Although several key issues are still outstanding, negotiators representing the Nisga'a and federal and provincial governments remain optimistic a deal is imminent.

Negotiators are meeting in Terrace and sources say they still must hammer out details surrounding roads, forestry, heritage and "certainty," a term used to ensure the treaty [word garbled] all future claims once the deal is signed. But if negotiators wrap up talks as expected, a land claims treaty is still a long way from being law.

The deal must first be considered by a formal advisory committee representing third-party interests such as business, labour, municipal governments and environmental groups. While key officials may initial the historic deal -- possibly even Premier Glen Clark and Prime Minister Jean Chretien -- it must then be approved by the three parties.

The Nisga'a people will likely take two or three months to ratify the agreement. It must then be approved by the B.C. and federal governments.

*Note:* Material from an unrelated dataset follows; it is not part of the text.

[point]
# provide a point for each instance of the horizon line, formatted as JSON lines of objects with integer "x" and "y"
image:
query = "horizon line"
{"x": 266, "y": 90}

B.C. Aboriginal Affairs Minister Dale Lovick said it is unlikely the proposed treaty will be added to the current legislative session, which will probably drag on through the summer. "We want the citizens of this province to know what the issues are," Lovick said Friday. "That means [there will be] an elaborate information campaign."

Lovick said a fall sitting of the legislature, an unusual occurrence in B.C., is a "plausible scenario" to deal with the Nisga'a issue.